Bei genauerem Hinsehen handelt es sich bei allen Charakteren um eine spezielle Art der Depression, die Typen haben nicht nur einen Huscher, sie leiden auch daran. Die Schicksale sind sauber gegendert, was heißen soll, der Klopfer auf den Kopf trifft Männer und Frauen gleichmäßig.
Am Beispiel des Gewohnheitsmenschen lässt sich zeigen, wie diese Minibiographien angelegt sind. Jemand ist so feinfühlig, dass er etwas bereits eine Gewohnheit nennt, wenn er es zum zweiten Mal ausführt, andererseits macht der Gewohnheitsmensch religiös weiter, obwohl er aus der Kirche ausgetreten ist. Im radikalsten Sinn versucht der Gewohnheitsmensch durch Ritualisierung seinen Missbrauch an Phantasie zu zügeln, er wirft etwa täglich zur bestimmten Zeit ein Steinchen in den Hof, holt es wieder und legt es für den nächsten Tag bereit. (7)
Die angeknacksten Typen sind untereinander weitschichtig verwandt, so setzt der Abgestumpfte dort fort, wo der Gewohnheitsmensch aufhört, der Abgeklärte hat indirekt mit einem Frauensammler zu tun, der Nimmersatte schwappt eines Tages in den Extremen über.
In einen eigenen Sammelkanal sind schließlich die leidenden Schicksale zusammenzufassen, die Magersüchtige, die Schweigerin, die Kraftlos-Begabte deuten an, dass mit ihnen nicht gut Kirschen essen ist, wehe, wer mit so jemandem zusammenwohnen muss. Manche Leser beklagen an dieser Stelle, dass sie die Ehekrise eines schreibenden Autorenpaares auslöffeln müssen.
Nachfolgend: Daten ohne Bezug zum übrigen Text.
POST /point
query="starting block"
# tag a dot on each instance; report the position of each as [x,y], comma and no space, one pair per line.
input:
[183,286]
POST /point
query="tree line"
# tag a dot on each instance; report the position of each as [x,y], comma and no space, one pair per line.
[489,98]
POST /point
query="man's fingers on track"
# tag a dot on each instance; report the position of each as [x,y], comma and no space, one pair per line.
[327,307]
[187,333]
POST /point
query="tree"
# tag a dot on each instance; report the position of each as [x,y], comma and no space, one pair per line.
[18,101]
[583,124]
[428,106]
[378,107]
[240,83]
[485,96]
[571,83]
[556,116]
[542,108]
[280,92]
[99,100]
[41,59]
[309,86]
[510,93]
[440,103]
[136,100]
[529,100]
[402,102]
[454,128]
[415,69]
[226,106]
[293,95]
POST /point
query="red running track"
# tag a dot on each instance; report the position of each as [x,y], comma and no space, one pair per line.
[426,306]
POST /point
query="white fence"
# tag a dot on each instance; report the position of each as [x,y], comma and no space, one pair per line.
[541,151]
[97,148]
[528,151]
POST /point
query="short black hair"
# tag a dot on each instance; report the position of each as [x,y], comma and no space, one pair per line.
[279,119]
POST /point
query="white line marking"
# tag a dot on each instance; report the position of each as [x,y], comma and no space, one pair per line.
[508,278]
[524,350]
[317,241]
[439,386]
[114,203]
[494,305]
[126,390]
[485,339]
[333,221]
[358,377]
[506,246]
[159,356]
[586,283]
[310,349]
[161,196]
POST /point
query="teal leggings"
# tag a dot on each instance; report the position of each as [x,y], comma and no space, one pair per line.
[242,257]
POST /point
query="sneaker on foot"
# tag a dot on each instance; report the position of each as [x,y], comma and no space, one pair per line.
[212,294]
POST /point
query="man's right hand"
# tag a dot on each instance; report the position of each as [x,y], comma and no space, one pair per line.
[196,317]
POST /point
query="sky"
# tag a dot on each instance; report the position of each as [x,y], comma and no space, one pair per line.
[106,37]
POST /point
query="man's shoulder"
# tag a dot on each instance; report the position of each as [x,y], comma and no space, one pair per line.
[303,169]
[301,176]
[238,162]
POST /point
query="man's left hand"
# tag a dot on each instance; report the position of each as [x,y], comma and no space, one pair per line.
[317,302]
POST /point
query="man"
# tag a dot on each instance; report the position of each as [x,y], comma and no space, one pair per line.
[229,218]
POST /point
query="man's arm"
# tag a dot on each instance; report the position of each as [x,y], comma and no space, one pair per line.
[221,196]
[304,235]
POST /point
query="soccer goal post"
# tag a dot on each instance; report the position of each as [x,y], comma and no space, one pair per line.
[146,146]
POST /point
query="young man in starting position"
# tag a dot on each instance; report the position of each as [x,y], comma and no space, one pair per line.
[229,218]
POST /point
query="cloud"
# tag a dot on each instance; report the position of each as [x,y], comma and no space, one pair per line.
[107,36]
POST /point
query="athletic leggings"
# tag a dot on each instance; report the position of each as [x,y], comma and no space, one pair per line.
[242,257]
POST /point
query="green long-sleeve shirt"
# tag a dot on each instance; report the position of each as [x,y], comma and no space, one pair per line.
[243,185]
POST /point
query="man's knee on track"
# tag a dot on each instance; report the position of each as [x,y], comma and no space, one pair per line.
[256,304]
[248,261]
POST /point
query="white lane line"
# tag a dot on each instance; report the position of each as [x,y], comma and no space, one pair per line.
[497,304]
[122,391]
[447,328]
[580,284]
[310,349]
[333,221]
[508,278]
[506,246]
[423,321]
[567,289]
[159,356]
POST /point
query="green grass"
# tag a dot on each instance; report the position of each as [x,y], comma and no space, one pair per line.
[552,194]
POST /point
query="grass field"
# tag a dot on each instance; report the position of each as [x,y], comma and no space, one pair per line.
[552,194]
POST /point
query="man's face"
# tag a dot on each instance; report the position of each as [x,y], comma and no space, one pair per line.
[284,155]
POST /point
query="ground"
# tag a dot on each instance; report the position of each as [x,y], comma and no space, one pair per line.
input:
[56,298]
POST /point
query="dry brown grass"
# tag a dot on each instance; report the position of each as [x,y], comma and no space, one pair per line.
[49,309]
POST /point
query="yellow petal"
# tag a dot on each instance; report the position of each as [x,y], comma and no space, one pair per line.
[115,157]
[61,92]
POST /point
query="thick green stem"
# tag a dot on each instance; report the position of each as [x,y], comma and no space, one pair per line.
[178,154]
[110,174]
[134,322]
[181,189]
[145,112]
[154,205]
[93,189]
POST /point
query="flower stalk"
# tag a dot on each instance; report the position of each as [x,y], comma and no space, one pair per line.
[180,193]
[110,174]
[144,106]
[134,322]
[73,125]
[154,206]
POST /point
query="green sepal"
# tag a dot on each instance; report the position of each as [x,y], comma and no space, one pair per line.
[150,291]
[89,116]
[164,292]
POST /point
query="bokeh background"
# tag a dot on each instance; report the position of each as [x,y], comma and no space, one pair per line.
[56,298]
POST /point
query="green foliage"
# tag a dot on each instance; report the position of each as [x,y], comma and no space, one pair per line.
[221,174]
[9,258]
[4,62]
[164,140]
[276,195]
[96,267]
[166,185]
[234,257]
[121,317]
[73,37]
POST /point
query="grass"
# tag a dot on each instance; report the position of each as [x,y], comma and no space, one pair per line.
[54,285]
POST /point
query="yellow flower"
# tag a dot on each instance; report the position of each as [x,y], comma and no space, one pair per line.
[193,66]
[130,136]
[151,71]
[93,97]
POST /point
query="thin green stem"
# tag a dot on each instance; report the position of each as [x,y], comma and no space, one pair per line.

Sehr optimistisch geht jedenfalls dieses Rollenspiel für Schreibwerkstätten zu Ende. Das letzte Kapitel handelt von den Affen, die alle diese menschlichen Eigenschaften wohldosiert in einem Affenleben aufnehmen können. Im sprichwörtlichen Affenbrunnen können Verliebte ihr Schicksal erkennen, indem sie auf den Grund des Brunnens blicken. Der kluge Affe hingegen geht zum Brunnen uns säuft ihn samt allen Trugbildern aus.
So soll man als Lese-Affe vielleicht auch diese Geschichten nehmen, sie einmal durchblättern und aussaufen und die leere Buchhülle hinten hinunterkippen.